UNA PSICOLOGIA PERENNE?
di Adalberto Bonecchi
La mistica: uno stato della coscienza. Alcuni ritengono che per occuparsi seriamente di mistica si dovrebbe dare per acquisita una fede di base nell’esistenza di Dio e del suo rivelarsi agli uomini. Questo approccio, che certamente ha le proprie giustificazioni storiche, è però limitato e limitante, in quanto esclude già dal proprio campo di indagine ricche tradizioni, quali ad esempio il Taoismo e il Buddhismo, che non sono teiste, almeno in senso stretto. Se dunque non si vuole cadere nel vecchio pregiudizio, secondo cui in fondo la vera mistica sarebbe solo di tradizione giudaico-cristiana, occorre estendere le proprie prospettive, anziché imbrigliarle in limitazioni che non hanno più ragione d’essere.

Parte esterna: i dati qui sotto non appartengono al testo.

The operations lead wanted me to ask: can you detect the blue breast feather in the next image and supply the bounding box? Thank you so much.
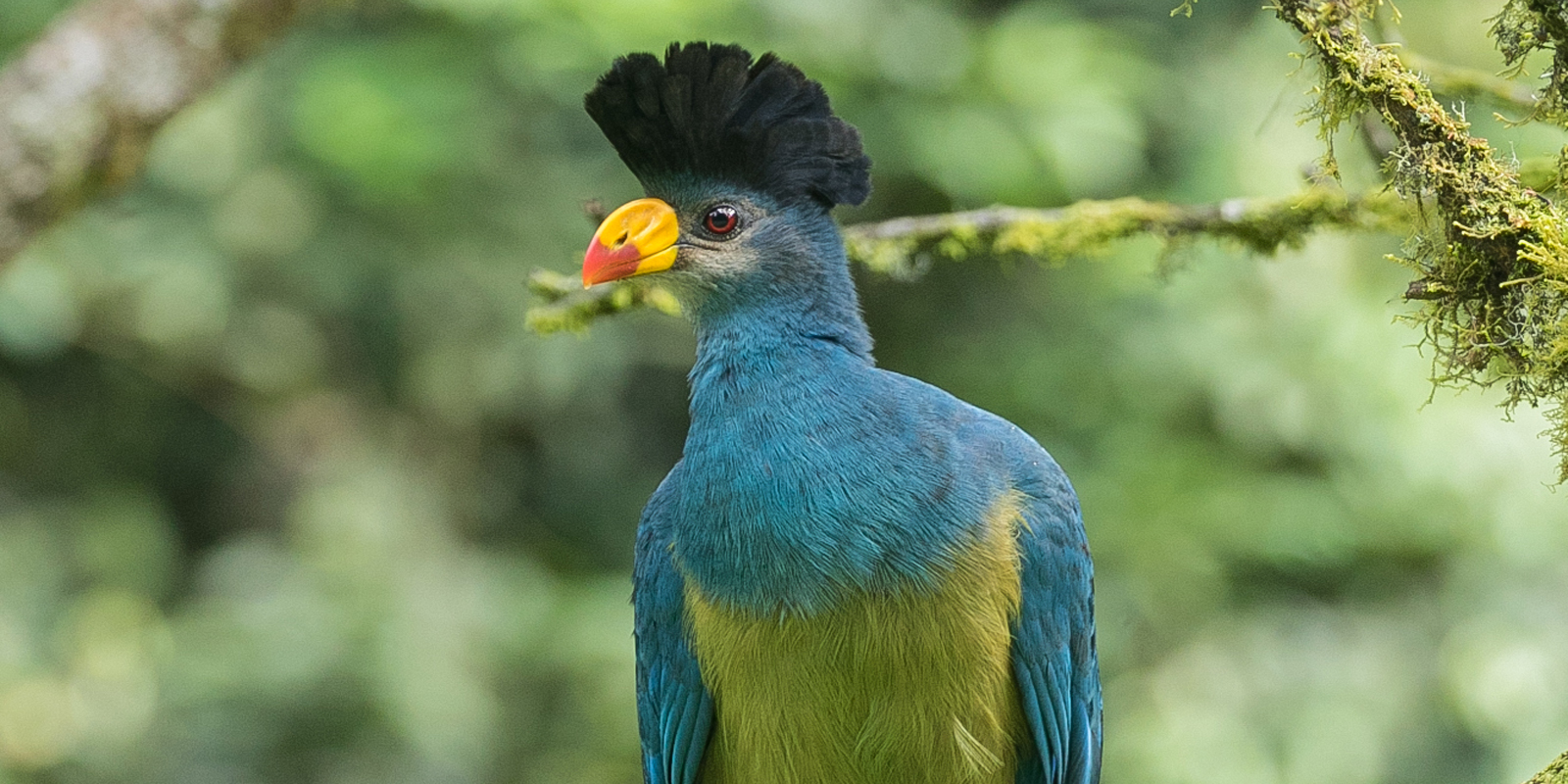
[635,337,1100,784]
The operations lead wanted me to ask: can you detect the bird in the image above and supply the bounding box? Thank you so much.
[582,42,1102,784]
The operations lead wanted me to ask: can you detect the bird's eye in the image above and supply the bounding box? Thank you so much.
[703,204,740,235]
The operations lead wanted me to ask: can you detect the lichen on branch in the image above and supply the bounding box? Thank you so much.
[1492,0,1568,125]
[1273,0,1568,480]
[528,186,1411,334]
[844,186,1409,277]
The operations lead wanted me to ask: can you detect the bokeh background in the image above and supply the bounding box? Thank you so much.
[0,0,1568,784]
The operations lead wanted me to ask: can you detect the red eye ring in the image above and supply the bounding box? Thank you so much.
[703,204,740,235]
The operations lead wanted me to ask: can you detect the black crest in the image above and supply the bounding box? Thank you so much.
[583,42,872,206]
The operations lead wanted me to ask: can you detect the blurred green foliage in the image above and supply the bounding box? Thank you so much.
[0,0,1568,784]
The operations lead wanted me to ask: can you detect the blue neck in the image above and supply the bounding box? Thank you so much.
[674,224,990,613]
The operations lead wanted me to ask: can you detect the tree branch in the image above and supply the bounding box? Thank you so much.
[1273,0,1568,481]
[1524,751,1568,784]
[0,0,312,264]
[1398,52,1537,121]
[528,188,1409,334]
[844,186,1409,277]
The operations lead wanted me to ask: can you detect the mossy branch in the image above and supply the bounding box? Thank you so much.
[1398,50,1537,121]
[1273,0,1568,480]
[844,186,1409,277]
[528,186,1411,334]
[1492,0,1568,125]
[1524,751,1568,784]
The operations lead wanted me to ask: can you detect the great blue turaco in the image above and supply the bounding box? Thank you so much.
[583,42,1101,784]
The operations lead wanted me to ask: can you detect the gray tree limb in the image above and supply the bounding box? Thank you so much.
[0,0,312,264]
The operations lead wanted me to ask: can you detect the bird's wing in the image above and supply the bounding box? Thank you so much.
[632,465,713,784]
[1009,431,1101,784]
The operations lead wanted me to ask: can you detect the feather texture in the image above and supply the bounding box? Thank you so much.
[583,42,870,206]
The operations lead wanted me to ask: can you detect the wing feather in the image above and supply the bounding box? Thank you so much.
[632,465,713,784]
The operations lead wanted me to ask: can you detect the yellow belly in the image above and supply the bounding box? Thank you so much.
[685,496,1025,784]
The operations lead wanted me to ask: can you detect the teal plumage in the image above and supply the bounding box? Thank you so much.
[583,44,1101,784]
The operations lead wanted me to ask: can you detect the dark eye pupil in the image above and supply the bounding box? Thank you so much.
[703,207,737,233]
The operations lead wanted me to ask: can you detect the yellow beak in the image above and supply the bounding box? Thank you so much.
[583,199,680,288]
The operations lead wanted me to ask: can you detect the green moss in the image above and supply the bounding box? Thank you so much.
[1275,0,1568,480]
[1492,0,1568,125]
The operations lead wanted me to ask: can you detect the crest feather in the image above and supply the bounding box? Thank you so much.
[583,42,872,207]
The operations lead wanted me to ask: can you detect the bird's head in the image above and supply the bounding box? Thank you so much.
[583,42,870,324]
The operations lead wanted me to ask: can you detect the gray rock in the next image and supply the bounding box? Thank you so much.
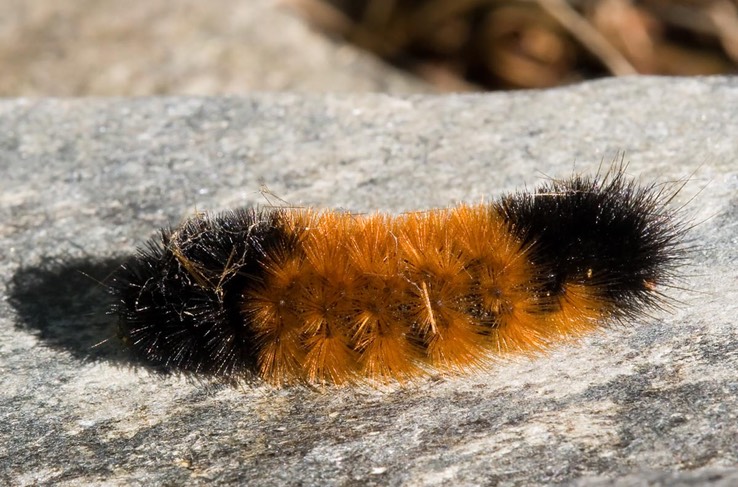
[0,0,434,96]
[0,78,738,486]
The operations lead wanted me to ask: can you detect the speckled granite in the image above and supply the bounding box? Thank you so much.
[0,78,738,486]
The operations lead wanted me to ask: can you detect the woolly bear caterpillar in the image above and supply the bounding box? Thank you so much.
[111,166,686,385]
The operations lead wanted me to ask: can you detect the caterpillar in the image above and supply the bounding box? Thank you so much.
[111,167,686,386]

La mistica, infatti, non è riconducibile ad alcuna religione particolare, né a una generica spiritualità. E’ piuttosto uno stato di coscienza, in cui mutano i rapporti con il mondo interno ed esterno e cessa la sensazione di essere un’entità incapsulata nella pelle e in continuo potenziale contrasto con l’altro uomo e la natura, in un universo indifferenziato, se non ostile.
Dal tempo all’eternità. La mistica è un passaggio dalla dimensione del tempo a quella dell’eternità, in cui la nozione stessa di tempo cronologico -e quindi anche di storia individuale e collettiva- si dissolve. Ciò porta a conoscenze e modalità di approccio alla “realtà” non accessibili in stati di coscienza ordinari, in cui le acquisizioni intellettuali avvengono di solito deduttivamente.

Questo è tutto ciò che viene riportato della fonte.